The new figures show newspaper advertisements fell by 0.4% during July, with the number of internet ads falling by 1.8%. But ANZ said the figure show “signs of stabilisation”.

The total number of job advertisements fell to a weekly average of 125,207, 51.9% lower than the same time 12 months ago. Newspaper advertisements fell by 0.4% to a weekly average of 8,162, with internet job ads falling by 1.8% to an average of 117,046 per week – 52% lower than the same time last year.

ANZ head of Australian economics Warren Hogan said in a statement that the data shows demand for work is still in “recessionary levels”.

“So far, the difference between the current downturn and a recession however, has been that weak demand for labour has not translated into widespread labour shedding, with most employers choosing to cut back on staff working hours rather than reducing overall headcount.”

“Indeed, the main driver of increasing unemployment has been rapid growth in the labour force due to strong population growth and high levels of participation.”

Hogan also said ANZ expects the unemployment rate to rise to 6.1% when the official Labour Force data is released on Thursday, but said that “we are increasingly optimistic that the pace of decline in employment will not be as severe as envisaged six months ago”.

“We now expect the Australian unemployment rate to peak at around 7.5% in mid 2010.”

Manufacturing activity reaches 10-month high, shares open flat

Some more good news for the economy has emerged today, with a measure of manufacturing activity reaching a 10-month high in July due to increases in orders and production.

The Australian Industry Group/PriceWaterhouseCoopers Performance of Manufacturing Index lifted 6.1 points to 44.5 in July from June, the highest level since September – but still below the 50-point level separating growth from contraction.

“The easing in the rate of decline in manufacturing activity is encouraging,” AIG chief executive Heather Ridout said in a statement.

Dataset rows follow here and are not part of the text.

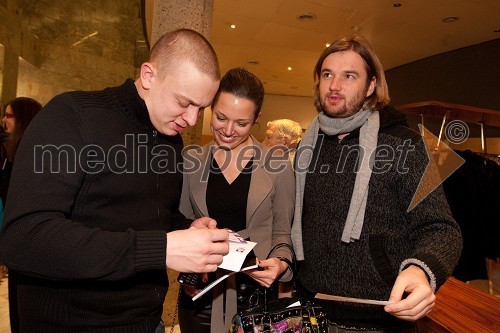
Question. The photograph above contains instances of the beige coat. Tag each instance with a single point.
(271, 198)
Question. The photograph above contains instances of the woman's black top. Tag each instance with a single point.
(227, 203)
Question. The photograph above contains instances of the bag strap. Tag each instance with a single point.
(291, 264)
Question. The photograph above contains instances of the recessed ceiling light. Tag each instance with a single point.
(450, 19)
(306, 17)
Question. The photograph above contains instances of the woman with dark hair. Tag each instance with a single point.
(17, 115)
(238, 182)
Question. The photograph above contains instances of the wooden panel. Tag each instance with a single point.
(462, 308)
(465, 113)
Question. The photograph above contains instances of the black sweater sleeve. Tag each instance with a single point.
(52, 228)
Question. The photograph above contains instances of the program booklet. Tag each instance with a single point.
(235, 261)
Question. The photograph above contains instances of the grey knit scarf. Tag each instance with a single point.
(369, 122)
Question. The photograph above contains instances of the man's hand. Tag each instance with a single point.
(420, 300)
(203, 223)
(196, 250)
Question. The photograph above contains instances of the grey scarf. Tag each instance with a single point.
(369, 122)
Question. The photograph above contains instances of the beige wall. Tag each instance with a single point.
(50, 62)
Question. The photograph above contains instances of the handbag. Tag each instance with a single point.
(281, 315)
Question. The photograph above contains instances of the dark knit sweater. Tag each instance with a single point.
(367, 268)
(87, 241)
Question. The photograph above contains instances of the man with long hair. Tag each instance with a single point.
(357, 169)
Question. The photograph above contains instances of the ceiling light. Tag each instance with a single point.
(306, 17)
(450, 19)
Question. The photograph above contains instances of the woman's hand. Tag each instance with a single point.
(270, 270)
(193, 290)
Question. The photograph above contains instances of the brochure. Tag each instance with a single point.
(234, 260)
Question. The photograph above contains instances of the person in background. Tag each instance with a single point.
(238, 182)
(94, 194)
(283, 132)
(358, 167)
(17, 115)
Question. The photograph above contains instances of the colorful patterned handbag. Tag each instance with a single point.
(282, 315)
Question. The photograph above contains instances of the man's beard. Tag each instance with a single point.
(350, 107)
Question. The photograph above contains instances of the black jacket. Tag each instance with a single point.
(93, 192)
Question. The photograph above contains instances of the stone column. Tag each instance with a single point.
(191, 14)
(9, 75)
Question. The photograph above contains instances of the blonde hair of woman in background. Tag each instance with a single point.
(284, 132)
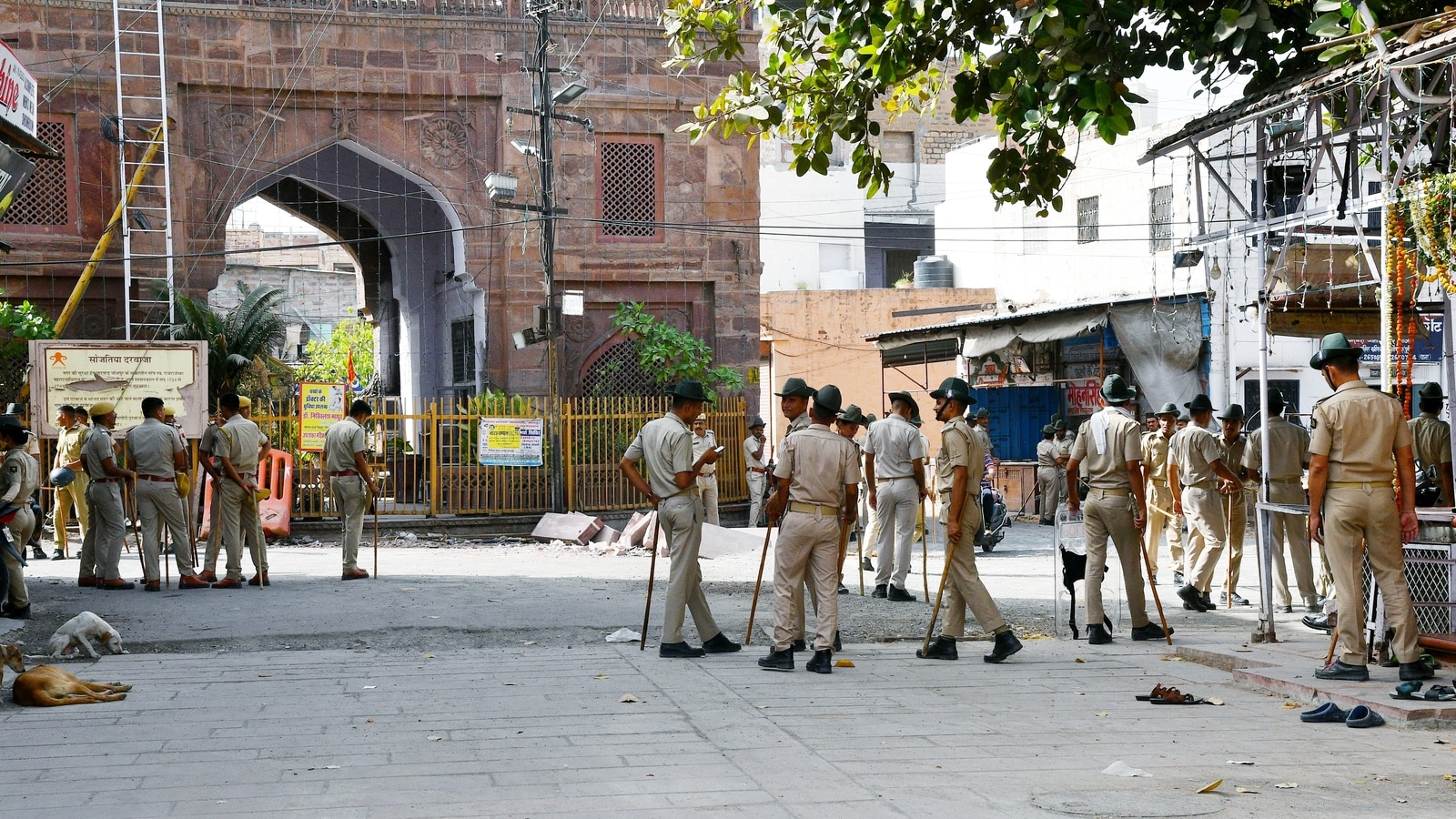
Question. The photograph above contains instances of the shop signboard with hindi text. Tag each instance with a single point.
(84, 373)
(320, 405)
(511, 442)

“It is clear that the manufacturing performance in Australia has been deeply influenced by fiscal and monetary stimulus and inventory rundowns. Looking beyond the monthly figures, the big question is whether these improvements will be sustained once these stimulatory forces have abated.”

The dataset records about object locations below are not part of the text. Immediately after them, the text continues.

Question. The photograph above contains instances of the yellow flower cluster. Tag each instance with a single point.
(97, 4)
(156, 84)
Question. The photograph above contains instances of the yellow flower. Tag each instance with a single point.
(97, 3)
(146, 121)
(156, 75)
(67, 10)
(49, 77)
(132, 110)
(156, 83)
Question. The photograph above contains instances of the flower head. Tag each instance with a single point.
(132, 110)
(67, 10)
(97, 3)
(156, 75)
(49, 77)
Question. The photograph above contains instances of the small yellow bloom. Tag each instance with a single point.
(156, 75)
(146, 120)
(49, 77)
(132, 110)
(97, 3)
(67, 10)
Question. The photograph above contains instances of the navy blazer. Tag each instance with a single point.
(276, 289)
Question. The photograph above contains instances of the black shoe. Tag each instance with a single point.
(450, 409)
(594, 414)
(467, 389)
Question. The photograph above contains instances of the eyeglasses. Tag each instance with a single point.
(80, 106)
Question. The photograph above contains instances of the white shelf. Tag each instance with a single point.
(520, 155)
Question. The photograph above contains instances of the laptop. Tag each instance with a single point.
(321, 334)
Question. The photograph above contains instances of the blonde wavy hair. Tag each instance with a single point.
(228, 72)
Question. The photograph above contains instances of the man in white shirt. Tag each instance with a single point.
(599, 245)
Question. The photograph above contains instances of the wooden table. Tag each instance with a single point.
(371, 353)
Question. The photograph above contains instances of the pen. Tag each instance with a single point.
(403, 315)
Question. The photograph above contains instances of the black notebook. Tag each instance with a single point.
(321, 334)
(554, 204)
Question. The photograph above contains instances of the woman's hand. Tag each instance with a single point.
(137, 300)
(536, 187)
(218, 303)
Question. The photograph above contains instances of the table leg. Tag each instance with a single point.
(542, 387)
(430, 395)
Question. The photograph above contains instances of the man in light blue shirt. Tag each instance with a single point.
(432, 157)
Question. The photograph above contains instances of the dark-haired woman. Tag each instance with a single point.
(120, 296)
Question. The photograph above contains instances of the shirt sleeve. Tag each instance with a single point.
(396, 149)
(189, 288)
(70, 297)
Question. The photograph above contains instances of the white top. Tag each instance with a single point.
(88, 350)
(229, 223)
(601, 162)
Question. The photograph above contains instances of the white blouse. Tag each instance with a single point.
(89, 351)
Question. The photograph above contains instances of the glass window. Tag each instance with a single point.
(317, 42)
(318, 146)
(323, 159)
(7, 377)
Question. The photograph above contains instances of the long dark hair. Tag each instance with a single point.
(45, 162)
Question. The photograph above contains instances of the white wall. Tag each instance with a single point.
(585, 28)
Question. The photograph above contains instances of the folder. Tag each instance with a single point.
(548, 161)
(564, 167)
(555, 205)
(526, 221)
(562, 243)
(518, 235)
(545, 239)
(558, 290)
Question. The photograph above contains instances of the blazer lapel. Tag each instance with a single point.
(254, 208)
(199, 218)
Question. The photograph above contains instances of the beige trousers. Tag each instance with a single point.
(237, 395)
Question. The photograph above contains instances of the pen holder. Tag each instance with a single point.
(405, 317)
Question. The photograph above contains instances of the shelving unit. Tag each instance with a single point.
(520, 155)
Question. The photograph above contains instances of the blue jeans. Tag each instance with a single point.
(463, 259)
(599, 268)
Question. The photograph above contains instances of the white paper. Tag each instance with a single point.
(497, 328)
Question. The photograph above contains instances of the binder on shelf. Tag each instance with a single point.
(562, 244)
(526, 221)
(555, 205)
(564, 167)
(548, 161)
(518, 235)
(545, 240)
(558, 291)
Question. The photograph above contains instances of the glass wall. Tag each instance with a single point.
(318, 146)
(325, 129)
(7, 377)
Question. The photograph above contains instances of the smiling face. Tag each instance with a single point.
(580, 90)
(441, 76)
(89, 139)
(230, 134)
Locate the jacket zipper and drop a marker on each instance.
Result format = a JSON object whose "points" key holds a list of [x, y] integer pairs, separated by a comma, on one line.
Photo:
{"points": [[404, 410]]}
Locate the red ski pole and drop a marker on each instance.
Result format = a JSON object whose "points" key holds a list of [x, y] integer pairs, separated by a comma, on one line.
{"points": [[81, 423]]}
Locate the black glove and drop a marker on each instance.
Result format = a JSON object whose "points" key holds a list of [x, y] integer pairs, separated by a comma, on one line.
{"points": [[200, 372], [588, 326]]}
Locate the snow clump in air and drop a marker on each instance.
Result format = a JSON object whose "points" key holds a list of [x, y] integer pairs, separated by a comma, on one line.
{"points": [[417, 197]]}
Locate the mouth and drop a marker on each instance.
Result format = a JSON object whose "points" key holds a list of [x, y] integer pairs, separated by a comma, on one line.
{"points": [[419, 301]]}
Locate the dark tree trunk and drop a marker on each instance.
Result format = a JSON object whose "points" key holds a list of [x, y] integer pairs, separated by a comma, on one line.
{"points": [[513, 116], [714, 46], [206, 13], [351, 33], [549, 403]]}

The Australian share market has opened flat this morning after similar performances in the US and European markets last week, despite the encouraging manufacturing data.

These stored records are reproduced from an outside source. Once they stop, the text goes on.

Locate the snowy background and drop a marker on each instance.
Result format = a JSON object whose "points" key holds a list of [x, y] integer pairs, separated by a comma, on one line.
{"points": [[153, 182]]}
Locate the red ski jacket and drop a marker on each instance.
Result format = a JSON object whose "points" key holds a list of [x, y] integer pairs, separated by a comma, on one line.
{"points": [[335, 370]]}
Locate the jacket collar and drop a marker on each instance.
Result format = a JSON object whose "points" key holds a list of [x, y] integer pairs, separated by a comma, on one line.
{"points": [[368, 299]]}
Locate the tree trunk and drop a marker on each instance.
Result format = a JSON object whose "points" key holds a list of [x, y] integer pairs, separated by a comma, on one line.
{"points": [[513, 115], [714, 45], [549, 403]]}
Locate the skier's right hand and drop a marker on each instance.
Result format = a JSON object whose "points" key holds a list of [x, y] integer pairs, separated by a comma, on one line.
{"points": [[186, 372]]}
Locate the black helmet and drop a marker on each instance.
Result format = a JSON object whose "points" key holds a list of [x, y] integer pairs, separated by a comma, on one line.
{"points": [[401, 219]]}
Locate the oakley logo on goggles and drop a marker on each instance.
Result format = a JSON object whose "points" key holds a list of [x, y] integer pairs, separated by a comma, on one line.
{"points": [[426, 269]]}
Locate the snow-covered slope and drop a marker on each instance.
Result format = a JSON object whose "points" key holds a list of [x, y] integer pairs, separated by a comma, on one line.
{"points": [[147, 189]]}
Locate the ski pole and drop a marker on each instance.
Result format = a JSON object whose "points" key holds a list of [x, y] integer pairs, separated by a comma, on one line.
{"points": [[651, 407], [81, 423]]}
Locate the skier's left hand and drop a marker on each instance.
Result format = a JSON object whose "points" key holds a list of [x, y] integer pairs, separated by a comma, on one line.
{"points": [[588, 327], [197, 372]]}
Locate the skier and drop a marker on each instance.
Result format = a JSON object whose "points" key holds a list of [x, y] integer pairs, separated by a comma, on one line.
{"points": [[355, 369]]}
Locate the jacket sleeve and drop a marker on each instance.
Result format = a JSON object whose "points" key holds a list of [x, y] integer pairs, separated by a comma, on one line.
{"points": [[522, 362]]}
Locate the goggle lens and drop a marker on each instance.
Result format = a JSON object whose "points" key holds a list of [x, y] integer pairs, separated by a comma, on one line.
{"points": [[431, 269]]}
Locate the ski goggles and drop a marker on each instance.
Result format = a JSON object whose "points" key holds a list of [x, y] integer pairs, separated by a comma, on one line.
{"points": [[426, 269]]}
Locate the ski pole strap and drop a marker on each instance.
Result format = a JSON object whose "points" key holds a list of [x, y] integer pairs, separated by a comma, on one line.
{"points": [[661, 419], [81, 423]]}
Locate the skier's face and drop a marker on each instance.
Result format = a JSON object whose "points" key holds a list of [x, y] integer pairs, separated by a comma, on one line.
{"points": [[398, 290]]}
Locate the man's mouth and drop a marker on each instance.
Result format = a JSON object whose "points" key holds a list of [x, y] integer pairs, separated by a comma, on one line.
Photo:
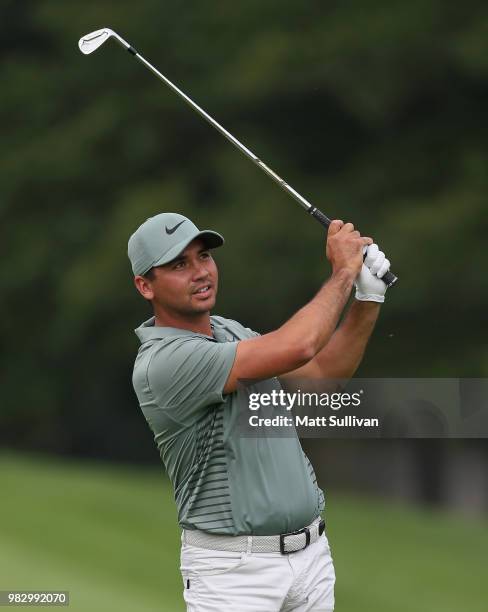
{"points": [[203, 291]]}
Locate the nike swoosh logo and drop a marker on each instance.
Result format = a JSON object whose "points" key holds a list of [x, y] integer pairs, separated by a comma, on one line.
{"points": [[173, 229]]}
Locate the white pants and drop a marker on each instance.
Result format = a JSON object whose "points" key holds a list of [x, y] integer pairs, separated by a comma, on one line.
{"points": [[218, 581]]}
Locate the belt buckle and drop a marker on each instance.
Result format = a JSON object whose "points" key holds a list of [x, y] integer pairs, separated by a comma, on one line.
{"points": [[305, 530]]}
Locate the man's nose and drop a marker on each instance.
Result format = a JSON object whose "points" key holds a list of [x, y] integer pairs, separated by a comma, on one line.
{"points": [[200, 270]]}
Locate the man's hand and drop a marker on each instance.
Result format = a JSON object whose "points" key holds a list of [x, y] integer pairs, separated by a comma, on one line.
{"points": [[369, 287], [345, 247]]}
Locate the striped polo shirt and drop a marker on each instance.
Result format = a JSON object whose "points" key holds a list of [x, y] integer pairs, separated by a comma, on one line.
{"points": [[224, 482]]}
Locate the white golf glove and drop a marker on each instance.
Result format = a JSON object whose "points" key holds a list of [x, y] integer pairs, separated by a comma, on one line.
{"points": [[369, 287]]}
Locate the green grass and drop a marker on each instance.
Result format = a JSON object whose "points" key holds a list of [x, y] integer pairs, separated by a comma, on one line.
{"points": [[109, 535]]}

The benchmark S&P/ASX200 index was up 16.6 points or 0.39% to 4260.6 at 12.10 AEST. The Australian dollar has recorded better results, lifting to a 10-month high of US83c.

NAB shares rose 2.5% to $24.95, with Commonwealth Bank shares also increasing 1.8% to $43.55. ANZ shares lifted 2.5% to $18.99 while Westpac also increased 1.7% to $22.05.

CanWest awarded extension for debt repayment plan

Ten Network’s majority shareholder CanWest Global Communications has managed to secure another extension from its lenders while it finalises a recapitalisation plan. The company must now come up with a plan to repay its $5 billion debt by 14 August.

Meanwhile, new figures from the Reserve Bank of Australia show total credit provided to the private sector by financial entities jumped by 0.1% during June after a 0.1% decline in May.

Housing credit increased by 0.6% in June, after a 0.5% increase in May, with housing credit rising by 7.1% over the year to June. Other personal credit, however, fell by 0.3% during June after a 0.4% decline during May.

Business credit dropped by 0.5% during June, after a 0.8% decline during May, with the RBA saying that “most of the decline in business credit has been due to falls in foreign currency denominated lending. These falls reflect both the appreciation of the Australian dollar over this period and some reduction in the stock of foreign currency denominated lending.”